Rembrandt vuelve a casa
El Hermitage ruso cede a la sucursal holandesa 63 cuadros del Siglo de Oro holandés, entre ellos seis del maestro, para una antológica
Rembrandt pintó en 1634 a su esposa, Saskia, vestida como la diosa Flora: larga cabellera sobre los hombros, guirnalda en la cabeza, ropajes de seda y mirándole a él. La mayoría de los retratos del maestro holandés del Siglo de Oro observan al espectador, pero la pareja estaba recién casada y hay en los ojos de ella una mezcla de ilusión y curiosidad que delata la felicidad marital. Un destello que Catalina la Grande de Rusia (1729-1796) añadió a su valiosa colección de arte. Junto con otros 62 lienzos (cinco más del propio Rembrandt) Flora cuelga ahora en el Hermitage de Ámsterdam, la sucursal de la famosa sala de San Petersburgo que la emperatriz, y su antecesor, Pedro el Grande, llenaron con la mayor paleta de pintores holandeses fuera de su tierra. Nada menos que 1.500 telas.
Maestros holandeses del Hermitage: los tesoros de los zares es el título -tal vez el único posible- de una muestra que reúne por primera vez en 350 años las 63 obras en su tierra de origen. Desde Pedro el Grande (1672-1725), que compró su primer rembrandt a los 25 años, los zares gustaban de las escenas festivas o de recogimiento doméstico, la filigrana geométrica de los interiores de iglesia, y desde luego de los retratos y la recreación bíblica pictórica de los holandeses. El cénit llegó con el afán coleccionista de Catalina, que adquirió en 1764, en Berlín, la colección del marchante prusiano Johann Gotzkowsky, y ya no paró. “Enviaba a sus emisarios, todos con grandes conocimientos, por Europa, y se llevaban remesas enteras. Gastó muchísimo dinero en crear una enorme galería de arte, pero sabía lo que buscaba. Era una monarca ilustrada, y en el actual Hermitage ruso, entonces su parte de su palacio, mostraba a los pintores e intelectuales rusos las tendencias y modo de vida del resto de Europa. Quería favorecer y animar las artes en su país, y lo consiguió”, dice Marlies Kleiterp, conservadora jefe del Hermitage de Ámsterdam.

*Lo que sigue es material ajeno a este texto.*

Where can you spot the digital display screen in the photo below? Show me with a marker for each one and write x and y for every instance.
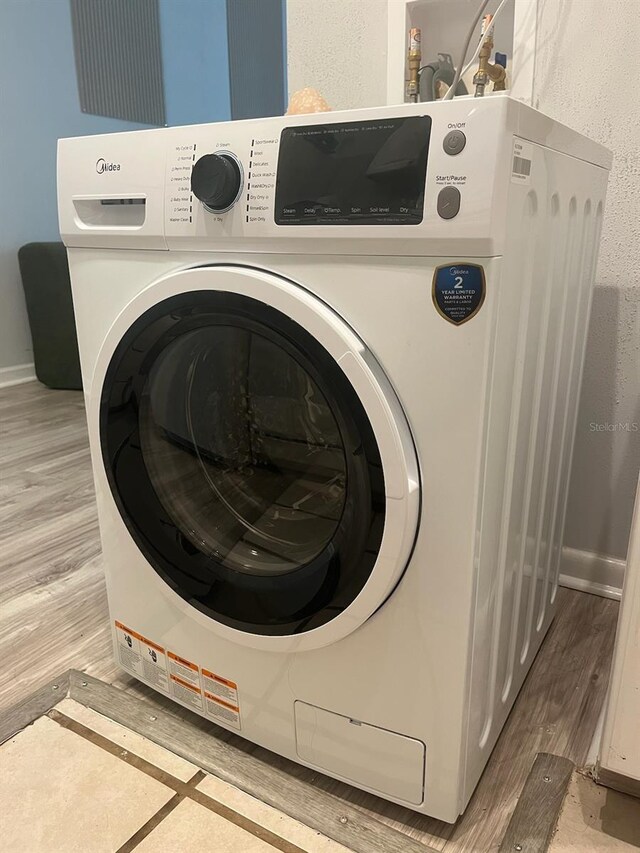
(353, 173)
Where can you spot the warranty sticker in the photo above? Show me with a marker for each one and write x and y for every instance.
(458, 291)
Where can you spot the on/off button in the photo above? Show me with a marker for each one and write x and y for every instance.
(448, 203)
(454, 142)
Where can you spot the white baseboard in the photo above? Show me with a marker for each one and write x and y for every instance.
(17, 374)
(591, 572)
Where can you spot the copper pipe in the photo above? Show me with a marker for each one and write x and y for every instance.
(414, 60)
(488, 70)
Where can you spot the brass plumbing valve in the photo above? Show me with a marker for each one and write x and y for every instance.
(414, 60)
(488, 70)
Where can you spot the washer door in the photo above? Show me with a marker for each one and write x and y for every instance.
(257, 455)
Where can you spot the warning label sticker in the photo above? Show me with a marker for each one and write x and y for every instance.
(221, 697)
(185, 669)
(521, 161)
(187, 693)
(142, 656)
(200, 689)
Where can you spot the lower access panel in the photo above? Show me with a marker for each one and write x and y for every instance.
(383, 761)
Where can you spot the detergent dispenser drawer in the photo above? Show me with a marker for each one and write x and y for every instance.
(374, 758)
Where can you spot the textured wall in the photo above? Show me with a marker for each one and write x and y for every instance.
(588, 76)
(38, 103)
(340, 48)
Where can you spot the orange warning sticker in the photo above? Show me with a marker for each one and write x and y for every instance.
(186, 692)
(200, 689)
(221, 697)
(142, 656)
(185, 669)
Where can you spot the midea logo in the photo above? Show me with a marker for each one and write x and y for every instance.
(102, 166)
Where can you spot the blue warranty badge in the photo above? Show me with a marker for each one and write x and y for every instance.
(458, 291)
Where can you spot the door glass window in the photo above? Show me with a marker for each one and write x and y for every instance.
(242, 462)
(243, 450)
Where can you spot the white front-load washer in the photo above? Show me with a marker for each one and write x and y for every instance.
(331, 367)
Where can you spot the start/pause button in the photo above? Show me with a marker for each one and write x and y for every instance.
(448, 203)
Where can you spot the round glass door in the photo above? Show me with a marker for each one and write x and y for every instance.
(242, 462)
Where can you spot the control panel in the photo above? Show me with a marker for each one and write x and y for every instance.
(353, 173)
(384, 175)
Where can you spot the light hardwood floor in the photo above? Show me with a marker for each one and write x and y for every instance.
(53, 616)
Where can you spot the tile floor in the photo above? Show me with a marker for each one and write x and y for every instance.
(76, 782)
(596, 820)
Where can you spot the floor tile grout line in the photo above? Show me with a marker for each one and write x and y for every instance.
(187, 790)
(148, 827)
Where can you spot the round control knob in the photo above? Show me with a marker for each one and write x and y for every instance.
(216, 180)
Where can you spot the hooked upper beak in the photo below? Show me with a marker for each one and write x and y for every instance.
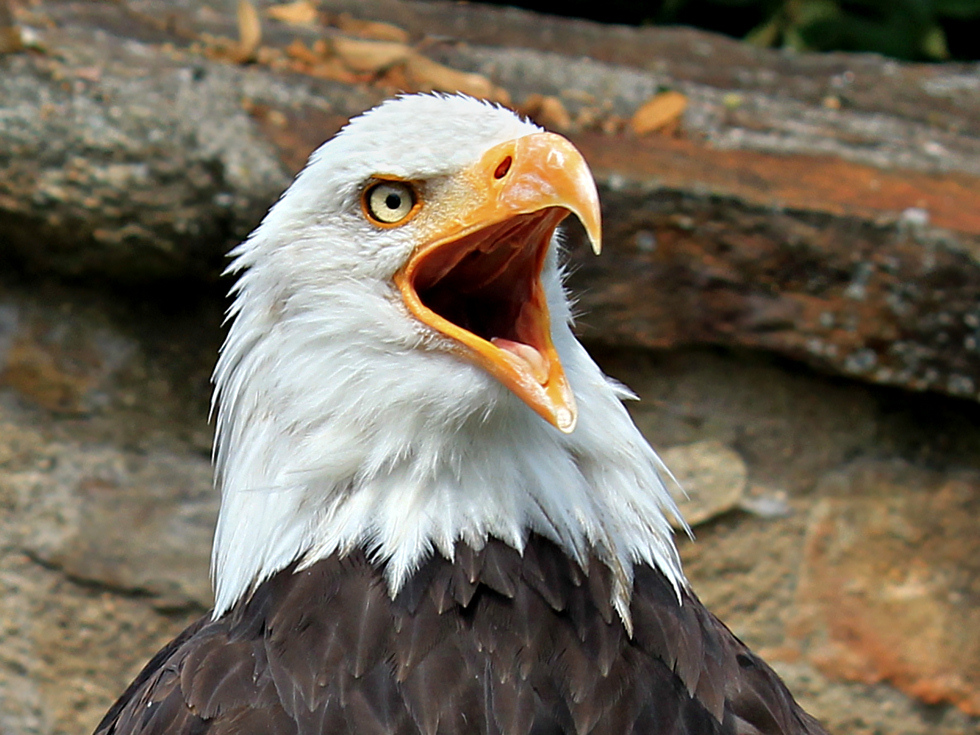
(477, 277)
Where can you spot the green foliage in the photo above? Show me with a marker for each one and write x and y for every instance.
(904, 29)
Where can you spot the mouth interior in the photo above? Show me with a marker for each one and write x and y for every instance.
(487, 282)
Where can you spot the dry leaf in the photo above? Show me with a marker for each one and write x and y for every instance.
(10, 38)
(370, 56)
(334, 70)
(249, 31)
(297, 50)
(299, 13)
(371, 29)
(658, 112)
(430, 75)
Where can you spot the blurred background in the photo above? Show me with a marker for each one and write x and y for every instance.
(790, 281)
(915, 30)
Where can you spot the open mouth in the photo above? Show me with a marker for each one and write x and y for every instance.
(488, 283)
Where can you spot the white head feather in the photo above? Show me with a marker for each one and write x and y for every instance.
(342, 420)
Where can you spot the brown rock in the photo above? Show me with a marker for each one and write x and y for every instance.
(712, 476)
(891, 581)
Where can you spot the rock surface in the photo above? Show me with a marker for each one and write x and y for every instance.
(819, 206)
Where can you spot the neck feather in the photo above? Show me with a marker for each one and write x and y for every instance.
(337, 431)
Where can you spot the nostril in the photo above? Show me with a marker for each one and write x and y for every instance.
(502, 168)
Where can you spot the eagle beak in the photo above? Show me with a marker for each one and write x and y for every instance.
(477, 278)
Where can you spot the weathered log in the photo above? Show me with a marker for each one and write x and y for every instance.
(821, 206)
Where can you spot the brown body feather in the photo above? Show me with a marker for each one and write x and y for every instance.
(495, 642)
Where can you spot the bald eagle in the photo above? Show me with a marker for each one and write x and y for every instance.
(436, 515)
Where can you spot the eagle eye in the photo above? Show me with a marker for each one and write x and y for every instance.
(389, 203)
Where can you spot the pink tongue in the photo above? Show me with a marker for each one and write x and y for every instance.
(528, 355)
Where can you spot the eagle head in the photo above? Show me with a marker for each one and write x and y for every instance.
(400, 372)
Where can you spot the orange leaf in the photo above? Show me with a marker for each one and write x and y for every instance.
(658, 112)
(249, 30)
(299, 13)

Catalina se hizo con Mujer joven probando pendientes (1656), casi una miniatura, donde Rembrandt consigue “distintos brillos en las joyas que no sabes de dónde provienen”, según Kleiterp. La pieza abre la exposición y apenas prepara para el festival del artista en la sala principal: Anciano en rojo (1654), Retrato de un hombre (1661) o Retrato de un erudito (1631) están rodeados de alumnos y contemporáneos del maestro. Hay piezas curiosas, como un trío de bañistas desnudos, pintados en 1660 por Gerard Dou, que Catalina la Grande, conocida también por sus amoríos, tenía en sus aposentos. El bodegón Desayuno con un cangrejo (1648) de Willem Claesz, merece una pared para él solo. Y hay aves exóticas, como el óleo Pájaros en el parque (1680), de Melchior Hondecoeter, que “mostraban la riqueza del Siglo de Oro holandés y hemos colgado junto a su pareja”, dice la conservadora. Uno acabó en Rusia. El otro está en el Rijksmuseum, de Ámsterdam. Hay de todo en abundancia, pero falta alguien: Johannes Vermeer.
Es una de las carencias señaladas del Hermitage ruso. En la sucursal holandesa sugieren que tal vez alguna de sus obras descanse en el fondo del Báltico. Allí, frente a la costa finlandesa, se hundió Doña María, el mercante holandés que en 1771 llevaba otro cargamento de cuadros para la zarina. Quién sabe. A estas alturas, todo son sonrisas en ambos países. En Rusia, porque como dice Michail Piotriovsky, director en San Petersburgo, “hablamos de nuestros maestros holandeses”. En Holanda, porque “han vuelto a casa”. Para evitar corazones partidos, lo mejor es admirar el Retrato de un hombre (1650), de Frans Hals, que según los especialistas, “presenta hasta cuarenta sombras de negro” en su vestimenta.